President Donald Trump’s recent memorandum ordering the Treasury Department to examine the process for winding down failing banks — embedded in a landmark 2010 law — is reigniting questions on what could replace it.
GOP critics of Dodd-Frank’s Title II provision, known as orderly liquidation authority, say it leaves the door open to taxpayer bailouts of big banks — the very thing the law aims to guard against. The OLA provision is meant to be a last-resort government backstop, allow a more stable wind-down process for failing banks. But Republicans say legitimizes the concept of “too big to fail” institutions and motivates them to take on more risks.
If Trump’s executive memo and its subsequent report lead to dismantling the wind-down process, enacted in the wake of the 2008 financial crisis, GOP lawmakers are armed with their own replacement plans.

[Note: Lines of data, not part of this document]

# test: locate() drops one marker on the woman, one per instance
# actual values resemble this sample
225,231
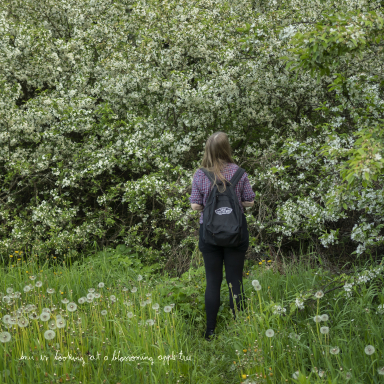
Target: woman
218,159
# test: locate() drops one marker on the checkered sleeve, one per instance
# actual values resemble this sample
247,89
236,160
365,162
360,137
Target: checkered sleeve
248,194
196,195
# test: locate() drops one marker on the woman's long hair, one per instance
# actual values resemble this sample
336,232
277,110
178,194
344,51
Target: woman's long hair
217,153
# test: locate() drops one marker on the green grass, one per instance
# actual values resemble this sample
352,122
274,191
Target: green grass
172,350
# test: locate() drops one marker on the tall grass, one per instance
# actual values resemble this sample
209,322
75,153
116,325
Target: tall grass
148,329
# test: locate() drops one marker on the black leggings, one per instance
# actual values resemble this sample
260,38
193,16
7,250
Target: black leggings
233,259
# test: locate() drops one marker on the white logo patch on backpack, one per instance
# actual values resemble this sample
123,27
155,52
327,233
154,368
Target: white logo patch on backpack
223,211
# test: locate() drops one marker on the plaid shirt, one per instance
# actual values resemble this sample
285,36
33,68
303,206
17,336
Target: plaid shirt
201,186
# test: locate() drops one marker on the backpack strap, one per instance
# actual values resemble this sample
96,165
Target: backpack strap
237,176
208,174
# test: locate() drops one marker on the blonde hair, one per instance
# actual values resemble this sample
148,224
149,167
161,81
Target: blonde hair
217,153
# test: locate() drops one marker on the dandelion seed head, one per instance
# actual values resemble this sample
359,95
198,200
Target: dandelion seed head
60,323
334,350
269,332
49,335
5,337
90,296
45,316
23,322
27,288
71,307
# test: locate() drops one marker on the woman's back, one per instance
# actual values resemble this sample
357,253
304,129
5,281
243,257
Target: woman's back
201,187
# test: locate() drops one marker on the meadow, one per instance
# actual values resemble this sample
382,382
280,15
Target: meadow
106,318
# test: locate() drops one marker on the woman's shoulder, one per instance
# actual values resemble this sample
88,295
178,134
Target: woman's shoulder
198,174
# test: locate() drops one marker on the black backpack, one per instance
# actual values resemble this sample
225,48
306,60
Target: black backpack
222,214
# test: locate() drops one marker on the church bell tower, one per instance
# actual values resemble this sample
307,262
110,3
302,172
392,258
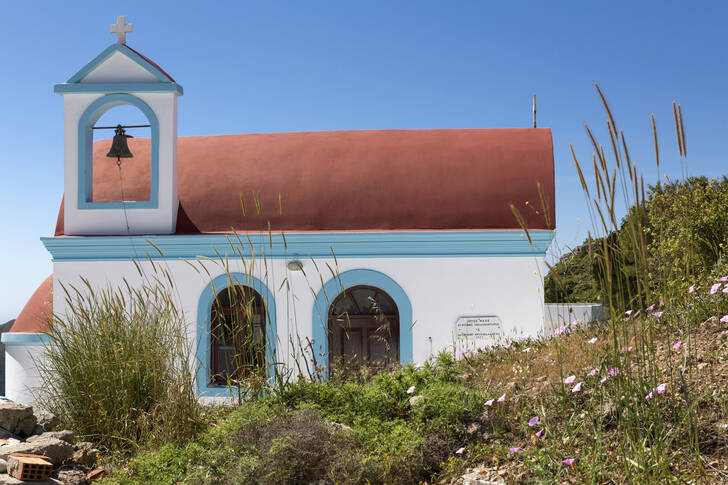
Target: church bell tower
119,76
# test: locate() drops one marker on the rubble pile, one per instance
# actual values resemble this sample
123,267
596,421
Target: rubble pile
31,447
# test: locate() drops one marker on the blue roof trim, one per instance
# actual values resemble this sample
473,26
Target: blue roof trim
303,245
25,339
108,52
118,88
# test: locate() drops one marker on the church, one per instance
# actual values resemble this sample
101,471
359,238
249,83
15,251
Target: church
419,229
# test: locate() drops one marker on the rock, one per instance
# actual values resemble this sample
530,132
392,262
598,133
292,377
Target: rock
335,428
416,401
72,477
481,476
17,418
46,419
85,454
57,450
64,435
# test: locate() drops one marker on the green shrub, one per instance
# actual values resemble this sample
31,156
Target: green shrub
117,369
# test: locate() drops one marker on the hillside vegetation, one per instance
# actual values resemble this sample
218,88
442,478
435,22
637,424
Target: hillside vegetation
639,398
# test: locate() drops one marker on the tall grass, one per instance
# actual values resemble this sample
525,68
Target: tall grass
117,368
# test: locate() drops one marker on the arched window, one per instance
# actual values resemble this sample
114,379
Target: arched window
237,336
133,182
363,328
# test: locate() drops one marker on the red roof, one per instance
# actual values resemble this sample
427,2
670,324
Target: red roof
36,314
349,180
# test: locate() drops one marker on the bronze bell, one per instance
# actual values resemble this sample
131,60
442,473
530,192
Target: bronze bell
119,148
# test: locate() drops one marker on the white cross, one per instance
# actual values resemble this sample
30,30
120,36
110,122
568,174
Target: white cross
120,28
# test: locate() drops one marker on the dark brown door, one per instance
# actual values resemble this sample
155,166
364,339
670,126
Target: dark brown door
363,328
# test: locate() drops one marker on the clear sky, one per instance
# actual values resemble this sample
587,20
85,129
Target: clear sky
251,67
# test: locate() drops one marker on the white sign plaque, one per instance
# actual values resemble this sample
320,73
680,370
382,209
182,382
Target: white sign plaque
476,332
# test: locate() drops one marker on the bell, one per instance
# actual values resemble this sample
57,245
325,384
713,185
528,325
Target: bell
119,148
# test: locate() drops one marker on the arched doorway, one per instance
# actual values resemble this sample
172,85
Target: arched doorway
237,335
363,328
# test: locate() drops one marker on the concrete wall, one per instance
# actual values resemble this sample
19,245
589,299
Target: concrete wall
440,291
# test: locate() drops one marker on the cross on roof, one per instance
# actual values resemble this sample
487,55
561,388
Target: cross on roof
120,28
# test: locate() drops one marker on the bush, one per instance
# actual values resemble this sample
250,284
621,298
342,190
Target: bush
117,369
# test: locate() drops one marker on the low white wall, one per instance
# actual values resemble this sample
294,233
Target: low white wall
440,291
21,376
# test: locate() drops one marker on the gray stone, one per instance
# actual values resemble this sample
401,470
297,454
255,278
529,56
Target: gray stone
65,435
57,450
72,477
17,418
48,420
6,479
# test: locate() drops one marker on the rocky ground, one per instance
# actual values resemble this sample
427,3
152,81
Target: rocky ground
25,431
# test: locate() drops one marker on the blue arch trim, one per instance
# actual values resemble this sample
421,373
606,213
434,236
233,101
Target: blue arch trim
204,310
85,153
348,279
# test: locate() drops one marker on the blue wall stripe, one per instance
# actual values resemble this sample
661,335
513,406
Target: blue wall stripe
65,88
303,245
24,339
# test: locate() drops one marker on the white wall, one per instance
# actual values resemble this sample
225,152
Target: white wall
439,289
21,376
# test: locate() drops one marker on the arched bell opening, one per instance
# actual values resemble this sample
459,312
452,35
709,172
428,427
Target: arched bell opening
237,335
121,158
363,329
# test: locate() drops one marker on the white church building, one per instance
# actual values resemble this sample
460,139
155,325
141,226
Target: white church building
418,225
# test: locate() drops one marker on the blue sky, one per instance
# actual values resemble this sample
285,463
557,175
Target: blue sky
294,66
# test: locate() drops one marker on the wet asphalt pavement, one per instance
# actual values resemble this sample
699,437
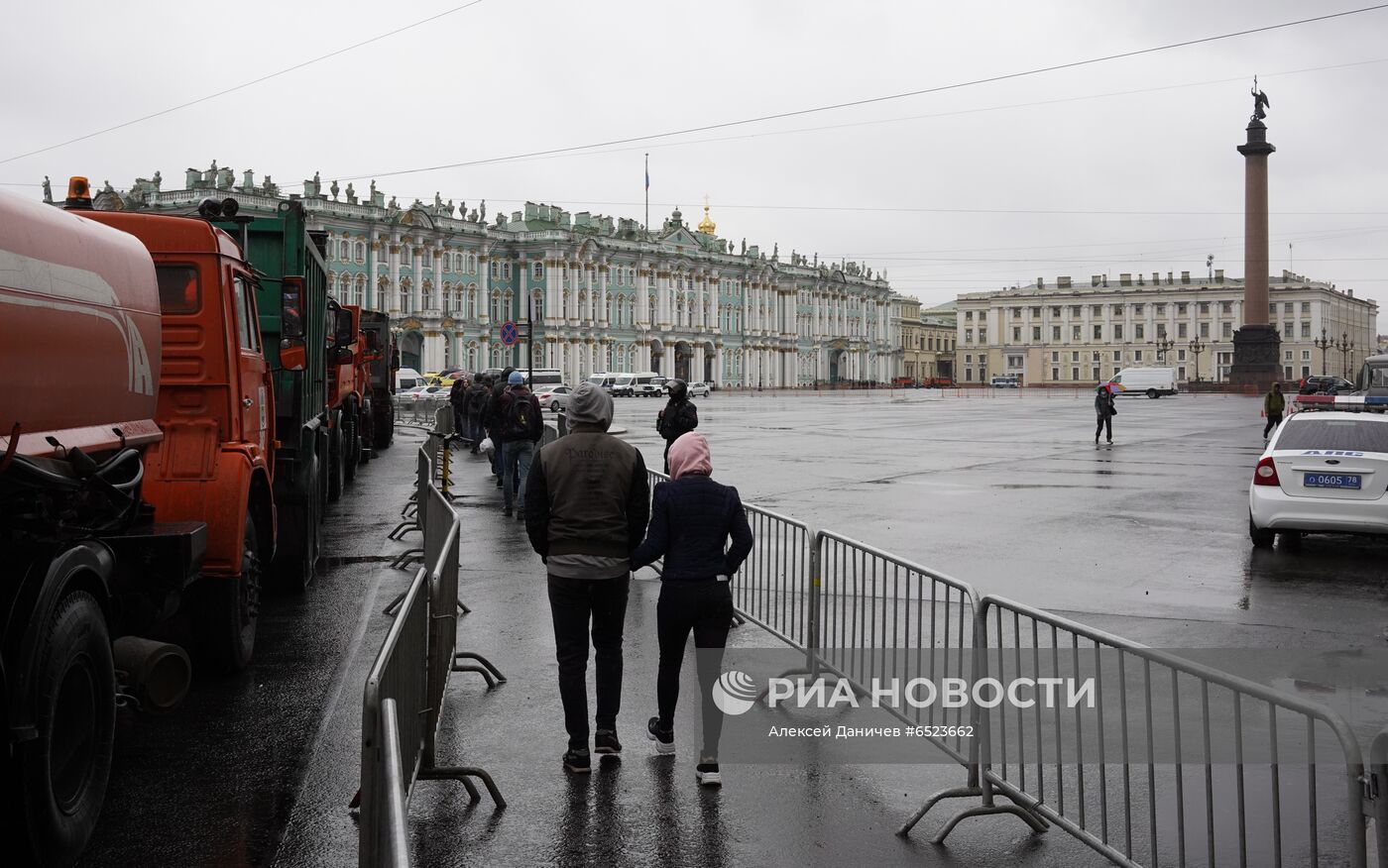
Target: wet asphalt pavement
1147,538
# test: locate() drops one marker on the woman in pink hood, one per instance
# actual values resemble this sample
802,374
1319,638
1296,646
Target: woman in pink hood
693,519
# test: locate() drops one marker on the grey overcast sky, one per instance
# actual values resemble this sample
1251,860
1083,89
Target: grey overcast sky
1124,165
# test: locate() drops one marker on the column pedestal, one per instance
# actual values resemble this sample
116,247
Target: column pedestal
1256,357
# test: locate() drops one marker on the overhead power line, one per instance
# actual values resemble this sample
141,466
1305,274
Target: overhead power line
264,78
868,100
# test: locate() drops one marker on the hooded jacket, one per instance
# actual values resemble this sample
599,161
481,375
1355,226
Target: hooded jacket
693,517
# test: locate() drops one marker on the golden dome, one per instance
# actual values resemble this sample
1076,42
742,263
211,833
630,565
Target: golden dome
707,225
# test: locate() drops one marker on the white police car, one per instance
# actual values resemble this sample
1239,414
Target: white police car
1323,472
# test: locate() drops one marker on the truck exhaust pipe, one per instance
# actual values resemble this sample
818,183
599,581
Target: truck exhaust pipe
156,673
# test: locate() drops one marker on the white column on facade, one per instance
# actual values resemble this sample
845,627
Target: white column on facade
483,290
551,291
416,256
604,271
662,298
393,254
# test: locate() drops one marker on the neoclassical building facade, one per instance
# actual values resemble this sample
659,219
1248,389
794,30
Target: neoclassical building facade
603,292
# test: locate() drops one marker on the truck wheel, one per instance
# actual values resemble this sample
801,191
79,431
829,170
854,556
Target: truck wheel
335,462
66,767
351,445
229,609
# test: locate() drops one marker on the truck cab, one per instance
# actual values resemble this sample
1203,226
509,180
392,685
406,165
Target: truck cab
217,410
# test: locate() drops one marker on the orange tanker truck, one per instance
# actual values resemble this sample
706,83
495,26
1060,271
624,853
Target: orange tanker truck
135,492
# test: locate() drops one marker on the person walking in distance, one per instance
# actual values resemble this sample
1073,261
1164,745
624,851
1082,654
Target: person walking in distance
586,506
691,520
492,417
458,401
522,423
476,402
679,416
1105,410
1273,406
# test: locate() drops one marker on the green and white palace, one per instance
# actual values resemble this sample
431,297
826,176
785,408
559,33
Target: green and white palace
604,294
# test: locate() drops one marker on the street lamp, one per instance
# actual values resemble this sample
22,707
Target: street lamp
1323,343
1197,348
1345,347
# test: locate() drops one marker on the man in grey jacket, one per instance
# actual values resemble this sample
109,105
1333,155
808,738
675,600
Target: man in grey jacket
587,502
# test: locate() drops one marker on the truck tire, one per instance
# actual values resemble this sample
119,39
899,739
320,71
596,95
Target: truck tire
335,459
64,771
229,609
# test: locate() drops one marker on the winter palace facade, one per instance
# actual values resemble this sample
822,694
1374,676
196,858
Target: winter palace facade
603,292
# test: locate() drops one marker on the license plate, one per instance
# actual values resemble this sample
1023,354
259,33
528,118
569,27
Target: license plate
1331,480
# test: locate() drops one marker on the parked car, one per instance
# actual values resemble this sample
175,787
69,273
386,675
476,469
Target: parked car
1322,472
1323,385
1151,381
423,392
552,396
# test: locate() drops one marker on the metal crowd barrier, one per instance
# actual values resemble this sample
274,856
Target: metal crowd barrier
405,690
398,674
1107,788
881,617
863,613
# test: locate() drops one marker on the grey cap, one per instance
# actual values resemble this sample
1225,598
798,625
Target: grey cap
589,405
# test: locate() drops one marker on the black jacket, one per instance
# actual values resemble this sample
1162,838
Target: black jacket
475,399
691,519
586,493
677,417
520,392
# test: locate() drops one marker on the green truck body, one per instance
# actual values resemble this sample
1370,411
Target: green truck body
281,247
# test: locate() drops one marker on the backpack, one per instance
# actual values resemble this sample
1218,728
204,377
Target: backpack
518,417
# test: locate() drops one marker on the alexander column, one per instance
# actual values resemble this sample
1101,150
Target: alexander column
1256,344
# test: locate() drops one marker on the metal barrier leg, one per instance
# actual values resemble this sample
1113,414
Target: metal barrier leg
462,774
489,671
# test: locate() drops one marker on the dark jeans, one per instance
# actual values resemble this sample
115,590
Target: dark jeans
573,602
704,607
516,466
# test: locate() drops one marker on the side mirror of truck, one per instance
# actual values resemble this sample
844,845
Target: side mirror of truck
340,320
291,351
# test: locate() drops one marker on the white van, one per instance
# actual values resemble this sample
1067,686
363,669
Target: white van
647,384
1151,381
541,376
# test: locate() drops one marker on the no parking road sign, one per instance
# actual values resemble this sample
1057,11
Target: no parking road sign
510,334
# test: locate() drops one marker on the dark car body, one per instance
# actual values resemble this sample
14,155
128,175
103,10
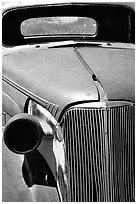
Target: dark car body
81,91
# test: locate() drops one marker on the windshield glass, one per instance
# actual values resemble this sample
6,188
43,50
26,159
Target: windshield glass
59,25
77,22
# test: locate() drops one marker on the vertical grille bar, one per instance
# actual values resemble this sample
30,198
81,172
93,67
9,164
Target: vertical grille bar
100,153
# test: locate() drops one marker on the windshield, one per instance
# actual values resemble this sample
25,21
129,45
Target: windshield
90,22
59,25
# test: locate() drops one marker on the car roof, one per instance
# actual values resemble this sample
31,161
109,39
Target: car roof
10,5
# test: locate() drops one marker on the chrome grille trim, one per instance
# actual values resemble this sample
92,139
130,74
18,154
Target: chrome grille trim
100,153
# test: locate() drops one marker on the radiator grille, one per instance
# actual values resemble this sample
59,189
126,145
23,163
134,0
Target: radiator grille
100,153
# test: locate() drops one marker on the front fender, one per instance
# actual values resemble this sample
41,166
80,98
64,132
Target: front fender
14,188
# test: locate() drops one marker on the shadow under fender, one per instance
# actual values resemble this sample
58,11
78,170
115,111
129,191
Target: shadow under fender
36,170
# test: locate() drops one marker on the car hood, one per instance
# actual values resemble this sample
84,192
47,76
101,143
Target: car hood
59,76
115,69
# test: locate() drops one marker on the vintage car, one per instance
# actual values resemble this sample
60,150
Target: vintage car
68,101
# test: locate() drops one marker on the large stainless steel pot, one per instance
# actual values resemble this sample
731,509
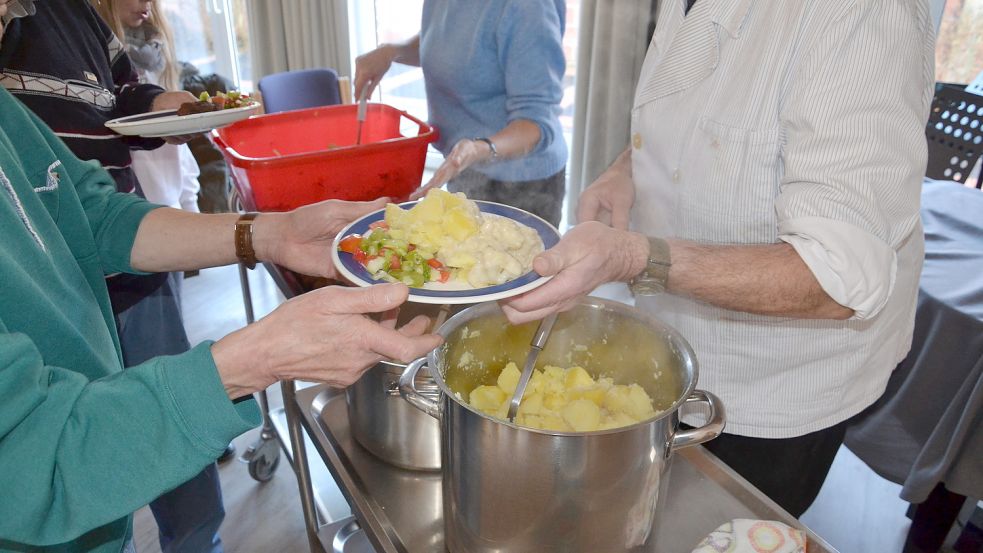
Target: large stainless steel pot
513,489
386,425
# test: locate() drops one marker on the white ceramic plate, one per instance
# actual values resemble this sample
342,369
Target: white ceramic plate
447,293
168,123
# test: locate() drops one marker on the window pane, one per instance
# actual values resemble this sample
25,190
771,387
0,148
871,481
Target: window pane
193,41
240,30
959,51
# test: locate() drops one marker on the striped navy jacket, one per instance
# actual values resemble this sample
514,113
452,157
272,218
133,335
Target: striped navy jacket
69,68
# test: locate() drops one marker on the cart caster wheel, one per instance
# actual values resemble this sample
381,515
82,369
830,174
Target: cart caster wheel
261,468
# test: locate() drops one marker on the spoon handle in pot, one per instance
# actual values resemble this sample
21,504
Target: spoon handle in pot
538,342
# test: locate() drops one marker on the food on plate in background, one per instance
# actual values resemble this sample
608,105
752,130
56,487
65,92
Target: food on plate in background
445,238
565,400
219,101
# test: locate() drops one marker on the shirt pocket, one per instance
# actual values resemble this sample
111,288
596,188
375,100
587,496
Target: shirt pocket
46,184
733,179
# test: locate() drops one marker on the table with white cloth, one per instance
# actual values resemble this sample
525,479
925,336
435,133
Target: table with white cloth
926,431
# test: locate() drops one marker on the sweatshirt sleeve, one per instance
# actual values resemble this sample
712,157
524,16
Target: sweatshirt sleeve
77,454
531,51
113,216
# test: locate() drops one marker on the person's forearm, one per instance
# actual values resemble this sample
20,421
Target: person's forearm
516,140
407,52
766,280
174,240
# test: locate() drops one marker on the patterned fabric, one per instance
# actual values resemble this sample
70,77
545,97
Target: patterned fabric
66,65
753,536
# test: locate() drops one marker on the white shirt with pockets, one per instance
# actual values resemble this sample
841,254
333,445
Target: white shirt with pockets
797,121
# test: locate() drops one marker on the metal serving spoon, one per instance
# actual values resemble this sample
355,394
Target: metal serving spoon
538,343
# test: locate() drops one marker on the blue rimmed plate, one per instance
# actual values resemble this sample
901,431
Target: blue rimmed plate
448,293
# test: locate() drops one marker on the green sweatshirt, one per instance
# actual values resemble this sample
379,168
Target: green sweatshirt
84,443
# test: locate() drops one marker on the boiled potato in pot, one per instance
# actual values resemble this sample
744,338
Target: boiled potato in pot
564,400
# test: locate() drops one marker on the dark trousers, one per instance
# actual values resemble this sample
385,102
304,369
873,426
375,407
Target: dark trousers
790,471
149,322
541,197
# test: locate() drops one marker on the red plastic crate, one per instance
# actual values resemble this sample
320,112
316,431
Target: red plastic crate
285,160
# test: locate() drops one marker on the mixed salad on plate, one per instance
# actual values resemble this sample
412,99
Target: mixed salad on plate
221,100
444,239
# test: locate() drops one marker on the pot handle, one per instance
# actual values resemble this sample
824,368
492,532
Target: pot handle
407,389
713,427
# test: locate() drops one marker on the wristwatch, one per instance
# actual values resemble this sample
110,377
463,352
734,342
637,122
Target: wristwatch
491,145
655,277
244,240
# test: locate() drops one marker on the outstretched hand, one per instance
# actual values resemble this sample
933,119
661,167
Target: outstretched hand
322,336
303,238
589,255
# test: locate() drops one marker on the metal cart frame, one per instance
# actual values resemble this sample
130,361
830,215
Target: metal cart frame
263,455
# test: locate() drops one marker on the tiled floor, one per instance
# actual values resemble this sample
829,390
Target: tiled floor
857,511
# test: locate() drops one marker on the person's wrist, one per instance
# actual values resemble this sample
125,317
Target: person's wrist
638,254
654,276
236,364
393,52
269,233
487,147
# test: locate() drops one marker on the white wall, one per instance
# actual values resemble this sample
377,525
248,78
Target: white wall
937,6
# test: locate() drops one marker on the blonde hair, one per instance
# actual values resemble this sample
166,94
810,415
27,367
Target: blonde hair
158,28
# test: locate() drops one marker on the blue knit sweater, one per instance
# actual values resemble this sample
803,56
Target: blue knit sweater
489,62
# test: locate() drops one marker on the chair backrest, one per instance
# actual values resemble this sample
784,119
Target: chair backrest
307,88
955,133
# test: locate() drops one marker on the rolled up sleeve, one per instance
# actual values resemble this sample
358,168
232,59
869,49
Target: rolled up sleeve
531,52
855,150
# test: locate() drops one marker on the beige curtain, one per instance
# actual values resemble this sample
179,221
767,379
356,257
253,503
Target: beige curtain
286,35
612,44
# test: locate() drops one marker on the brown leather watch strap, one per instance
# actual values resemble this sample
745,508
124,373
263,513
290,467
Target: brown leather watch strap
244,240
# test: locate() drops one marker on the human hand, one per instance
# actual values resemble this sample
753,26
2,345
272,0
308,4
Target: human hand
370,67
321,336
464,154
589,255
609,198
301,240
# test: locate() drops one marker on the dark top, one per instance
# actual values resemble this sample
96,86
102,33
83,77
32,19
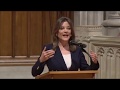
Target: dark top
57,62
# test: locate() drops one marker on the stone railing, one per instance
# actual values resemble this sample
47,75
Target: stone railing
108,51
88,30
106,47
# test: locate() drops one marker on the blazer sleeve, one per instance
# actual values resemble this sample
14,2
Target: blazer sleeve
38,68
85,66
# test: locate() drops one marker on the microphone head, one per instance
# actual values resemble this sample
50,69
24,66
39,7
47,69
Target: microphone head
73,42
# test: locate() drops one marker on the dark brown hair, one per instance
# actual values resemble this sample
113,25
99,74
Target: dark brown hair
58,25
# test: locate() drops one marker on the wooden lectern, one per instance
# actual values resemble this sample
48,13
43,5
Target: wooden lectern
89,74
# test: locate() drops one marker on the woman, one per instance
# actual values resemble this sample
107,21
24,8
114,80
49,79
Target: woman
61,55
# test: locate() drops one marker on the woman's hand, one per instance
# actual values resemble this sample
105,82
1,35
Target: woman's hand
94,57
46,54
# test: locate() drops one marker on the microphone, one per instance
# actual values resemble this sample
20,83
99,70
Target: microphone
72,42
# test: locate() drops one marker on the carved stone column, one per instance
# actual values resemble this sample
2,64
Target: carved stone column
112,25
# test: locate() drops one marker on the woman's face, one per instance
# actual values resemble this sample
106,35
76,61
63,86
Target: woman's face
64,32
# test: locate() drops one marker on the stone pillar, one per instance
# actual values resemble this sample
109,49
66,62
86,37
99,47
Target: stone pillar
112,25
88,18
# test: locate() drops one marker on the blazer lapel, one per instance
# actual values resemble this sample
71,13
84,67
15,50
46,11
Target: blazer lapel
60,59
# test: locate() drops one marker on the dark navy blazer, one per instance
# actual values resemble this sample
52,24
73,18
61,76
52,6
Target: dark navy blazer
57,62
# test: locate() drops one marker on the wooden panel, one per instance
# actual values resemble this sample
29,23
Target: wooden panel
35,32
20,33
5,33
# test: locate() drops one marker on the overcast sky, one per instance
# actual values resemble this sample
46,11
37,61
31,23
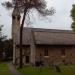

House Financial Services Committee Chairman Jeb Hensarling wants to take taxpayer dollars out of the equation entirely and put failing banks under the purview of the bankruptcy code. The Texas Republican on Friday praised the president’s executive memo, saying it aligns with his Dodd-Frank replacement legislation, the Financial CHOICE Act.
“I am especially pleased that the president’s actions reflect the principles of the Financial CHOICE Act, our plan to end bailouts, make Wall Street and Washington accountable, and build a healthier economy for all,” Hensarling said in a statement. His bill, set to premiere in revised form Wednesday, would replace the process “with a new chapter of the bankruptcy code designed to handle the failure of a large, complex financial institution without picking the taxpayer’s pocket.”
The administration has been working closely with Hensarling on general financial regulation priorities, Treasury Secretary Steven Mnuchin told reporters Friday at a White House briefing. Senators have made administration officials aware of their criticisms of the orderly liquidation authority provision, according to a GOP aide.
Sen. Pat Toomey (R-Pa.), chairman of the Senate Banking Committee’s financial institutions and consumer protection subcommittee, also praised Trump’s move and tied it to his own efforts to replace orderly liquidation authority. His bill, co-sponsored by Senate Majority Whip John Cornyn (R-Texas), “establishes a new ‘Chapter 14’ of the bankruptcy code so troubled banks are dealt with fairly through the justice system rather than getting special political treatment via a taxpayer bailout,” Toomey said in a statement Friday.
Bankruptcy would give creditors and markets more certainty, GOP critics of the Dodd-Frank process argue. Defenders of the current law contend chaos would reign without a government backstop to help wind down failing banks. However, they also support a provision of the law requiring banks to submit “living wills” detailing their plans under the bankruptcy code in the event of failure. GOP critics say support for the “living will” provision shows that failing banks could be addressed by the bankruptcy code.
Not everybody’s convinced that’s the right approach.
“If the government doesn’t have the powers it needs to liquidate and wind down a failing mega-bank, we will just see banks holding up the taxpayer again during the next crisis,” Marcus Stanley, policy director at Americans for Financial Reform, said in a statement Friday.
Federal Deposit Insurance Corp. Vice Chairman Thomas Hoenig last week also expressed some hesitation over the idea.
“I would be very supportive of getting rid of Title II if I had confidence that you could go through a bankruptcy, but I am not confident,” Hoenig said last week at a New York economic conference, before Trump released his memo.
Ian Katz, a financial policy analyst and director at Capital Alpha Partners in Washington, D.C., said the Trump administration, in issuing the executive order, took measure of the trudging, gradual legislative process likely ahead.
“It’s going to take a long time to get things through Congress, and they may not get what they want from Congress,” Katz said. “It shows that they’re interested, and it shows that they’re taking some initiative.”
Update: This story has been updated to clarify supporting arguments for eliminating the Title II Dodd-Frank provision.